Many advertisers are allocating more of their budget mixes to streaming at a faster rate than pre-pandemic, correlating with the rise in over-the-top viewing, Chief Financial Officer Steve Louden told an investor conference. A third or more TV viewing is on streaming devices, he said Monday. The traditional advertising upfront process lagged that pace until COVID-19, when advertisers didn’t want to lock up their budgets six to 12 months in advance “with a lot of strings attached,” he said. “They pulled back to have more flexibility.” They wanted to see more definitive analyses on the return on investment of marketing dollars, and average revenue per user is “increasing nicely” and is still in “early innings,” he said. On Roku’s April purchase of Nielsen’s video automatic content recognition technology (see 2104160009), Louden said having ACR data under its control was important long term “so we can sell ACR audience guarantees.”
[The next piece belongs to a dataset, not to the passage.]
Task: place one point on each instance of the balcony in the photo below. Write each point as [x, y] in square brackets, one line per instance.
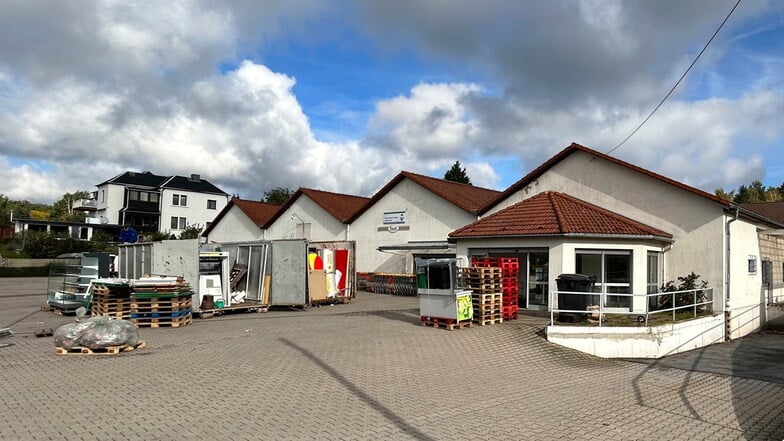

New FaceTime features are designed to address limitations in video calling to make interactions more natural. Spatial Audio, introduced last month in Apple Music, will help FaceTime conversations “flow as easily as they do face to face,” Senior Vice President-Software Engineering Craig Federighi told Apple’s virtual Worldwide Developers Conference Monday. Apple is extending FaceTime calls outside the ecosystem, letting Apple customers send links to Windows and Android users. They can send FaceTime links in messages, email, WhatsApp or in a calendar invite, said Federighi. Apple named Disney+, ESPN+, HBO Max, Hulu, MasterClass, Paramount+, Pluto TV, TikTok, NBA and Twitch as services integrating SharePlay into their apps. The 75-million track music catalog will be available in Lossless, the company said.
Xperi’s Perceive, which is developing edge-based machine-learning technology, had hoped to have products by year-end, but its customers have been affected by chip shortages, the unit's Vice President-Marketing David McIntyre told us. “The biggest issue is, lead times have gotten a little longer.” Its customers “have to assemble chips for many people, and they can only release the product with the slowest chip that shows up,” he said. Shortages have stretched timelines “a little bit,” but Perceive’s Ergo chip isn't affected, he said. Xperi CEO Jon Kirchner said Perceive is initially targeting security cameras, with future uses in mobile, wearables and elsewhere. First products are due in early 2022, he said.